Our Constitution permits such demonstrations against the government, that is the very essence of the voice of the people, but Matemadanda believes that his job is to muzzle this voice, without for a second considering that it is the voice of God, at least as per Mnangagwa.

When all else fails, instead of owning up and being honest, Zimbabweans are served with copious amounts of propaganda from probably the most incompetent Information ministry in recent times.

The propaganda is crass and does not serve any purpose.

We are told daily about mega deals, a roller meal taskforce and how the energy situation will improve, but nobody is being honest about what really is going on.
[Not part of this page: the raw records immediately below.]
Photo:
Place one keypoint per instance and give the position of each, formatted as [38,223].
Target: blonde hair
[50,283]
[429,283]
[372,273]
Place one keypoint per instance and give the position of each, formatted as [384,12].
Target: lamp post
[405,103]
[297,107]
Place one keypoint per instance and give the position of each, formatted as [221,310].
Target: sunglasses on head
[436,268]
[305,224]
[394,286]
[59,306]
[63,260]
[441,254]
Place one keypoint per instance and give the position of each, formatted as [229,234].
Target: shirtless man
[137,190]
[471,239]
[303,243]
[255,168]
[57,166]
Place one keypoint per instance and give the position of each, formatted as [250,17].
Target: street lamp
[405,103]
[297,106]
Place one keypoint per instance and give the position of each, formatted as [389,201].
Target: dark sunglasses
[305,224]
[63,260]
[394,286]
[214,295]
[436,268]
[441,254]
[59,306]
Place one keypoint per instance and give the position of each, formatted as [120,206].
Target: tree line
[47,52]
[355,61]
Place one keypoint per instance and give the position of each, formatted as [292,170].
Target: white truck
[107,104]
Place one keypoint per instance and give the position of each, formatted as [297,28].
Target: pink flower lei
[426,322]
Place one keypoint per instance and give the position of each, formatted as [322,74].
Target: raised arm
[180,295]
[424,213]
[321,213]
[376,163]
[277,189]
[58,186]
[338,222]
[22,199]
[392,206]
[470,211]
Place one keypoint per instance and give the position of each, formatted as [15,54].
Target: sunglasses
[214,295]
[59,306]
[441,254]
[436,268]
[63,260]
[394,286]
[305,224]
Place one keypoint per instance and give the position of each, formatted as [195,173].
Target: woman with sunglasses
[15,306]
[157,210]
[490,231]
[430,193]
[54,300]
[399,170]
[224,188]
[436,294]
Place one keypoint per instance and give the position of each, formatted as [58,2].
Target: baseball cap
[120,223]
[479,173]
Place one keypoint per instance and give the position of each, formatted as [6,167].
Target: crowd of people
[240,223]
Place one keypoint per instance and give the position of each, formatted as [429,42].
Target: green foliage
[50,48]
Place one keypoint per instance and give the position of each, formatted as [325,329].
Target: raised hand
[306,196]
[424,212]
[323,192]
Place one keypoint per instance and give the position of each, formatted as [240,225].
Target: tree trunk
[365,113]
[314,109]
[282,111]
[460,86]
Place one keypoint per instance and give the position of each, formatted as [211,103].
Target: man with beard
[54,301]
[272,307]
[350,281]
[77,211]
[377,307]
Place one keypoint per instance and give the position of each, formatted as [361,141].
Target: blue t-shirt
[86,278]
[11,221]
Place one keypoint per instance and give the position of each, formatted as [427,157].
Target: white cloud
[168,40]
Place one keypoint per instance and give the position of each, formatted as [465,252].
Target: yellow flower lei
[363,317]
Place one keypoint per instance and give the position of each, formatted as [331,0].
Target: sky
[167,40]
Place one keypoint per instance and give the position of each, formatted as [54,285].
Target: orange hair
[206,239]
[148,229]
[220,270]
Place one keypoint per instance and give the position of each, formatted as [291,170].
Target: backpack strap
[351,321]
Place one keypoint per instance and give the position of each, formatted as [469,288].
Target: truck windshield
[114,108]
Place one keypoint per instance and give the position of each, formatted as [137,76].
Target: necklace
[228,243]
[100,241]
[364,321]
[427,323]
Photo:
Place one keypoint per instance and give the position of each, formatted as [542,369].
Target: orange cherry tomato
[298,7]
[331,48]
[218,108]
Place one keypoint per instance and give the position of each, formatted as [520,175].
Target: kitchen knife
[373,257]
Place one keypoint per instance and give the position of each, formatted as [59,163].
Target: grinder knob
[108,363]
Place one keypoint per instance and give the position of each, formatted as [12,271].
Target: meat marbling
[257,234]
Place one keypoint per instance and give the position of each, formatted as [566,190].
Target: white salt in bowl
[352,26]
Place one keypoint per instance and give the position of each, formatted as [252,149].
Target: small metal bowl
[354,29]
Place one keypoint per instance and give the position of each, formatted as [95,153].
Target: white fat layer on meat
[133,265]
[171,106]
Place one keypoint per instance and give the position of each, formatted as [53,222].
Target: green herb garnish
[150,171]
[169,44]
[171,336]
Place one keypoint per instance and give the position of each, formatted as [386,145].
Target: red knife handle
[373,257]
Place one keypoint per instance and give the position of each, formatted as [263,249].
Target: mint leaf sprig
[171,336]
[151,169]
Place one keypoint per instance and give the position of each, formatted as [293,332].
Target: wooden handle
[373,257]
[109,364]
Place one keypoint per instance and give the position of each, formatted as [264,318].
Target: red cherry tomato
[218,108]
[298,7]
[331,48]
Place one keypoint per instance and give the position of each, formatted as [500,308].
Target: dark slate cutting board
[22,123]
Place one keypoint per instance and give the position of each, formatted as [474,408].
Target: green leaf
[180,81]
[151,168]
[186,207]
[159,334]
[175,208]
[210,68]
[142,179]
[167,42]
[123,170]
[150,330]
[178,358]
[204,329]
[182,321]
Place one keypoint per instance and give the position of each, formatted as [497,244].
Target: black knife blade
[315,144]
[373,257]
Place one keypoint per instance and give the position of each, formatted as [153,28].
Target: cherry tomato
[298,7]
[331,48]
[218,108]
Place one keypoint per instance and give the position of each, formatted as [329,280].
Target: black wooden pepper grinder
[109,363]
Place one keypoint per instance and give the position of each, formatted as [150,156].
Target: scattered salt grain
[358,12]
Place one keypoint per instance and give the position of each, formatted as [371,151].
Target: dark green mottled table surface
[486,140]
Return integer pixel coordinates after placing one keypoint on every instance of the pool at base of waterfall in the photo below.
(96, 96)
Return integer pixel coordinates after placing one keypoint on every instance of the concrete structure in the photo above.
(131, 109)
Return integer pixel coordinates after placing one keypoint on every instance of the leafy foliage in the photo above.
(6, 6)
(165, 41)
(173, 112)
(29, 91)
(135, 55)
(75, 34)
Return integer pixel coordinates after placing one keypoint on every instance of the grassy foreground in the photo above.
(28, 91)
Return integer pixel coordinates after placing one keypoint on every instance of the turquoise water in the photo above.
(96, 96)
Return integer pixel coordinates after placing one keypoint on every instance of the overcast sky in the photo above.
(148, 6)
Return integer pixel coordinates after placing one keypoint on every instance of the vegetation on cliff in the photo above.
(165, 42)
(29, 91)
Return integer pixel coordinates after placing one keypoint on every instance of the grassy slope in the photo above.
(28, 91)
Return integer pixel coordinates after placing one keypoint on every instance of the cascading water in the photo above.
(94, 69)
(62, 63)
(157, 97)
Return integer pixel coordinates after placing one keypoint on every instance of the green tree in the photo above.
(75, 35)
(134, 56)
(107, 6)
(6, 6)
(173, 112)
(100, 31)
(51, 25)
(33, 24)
Honesty goes a long way in times of crisis, listening to people’s concerns goes even further, but this lot seems to be more interested in only the sound of their own voices and are not prepared to listen to anyone else.

The country is burning and Mnangagwa and his government ought to live by the mantra that they promised us: the voice of the people is the voice of God.

This entails listening to our concerns, no matter how uncomfortable and acting on them.

Right now Zimbabwe is in a terrible position and no amount of propaganda, half truths about investments and mistruths about growth will bring it back on track.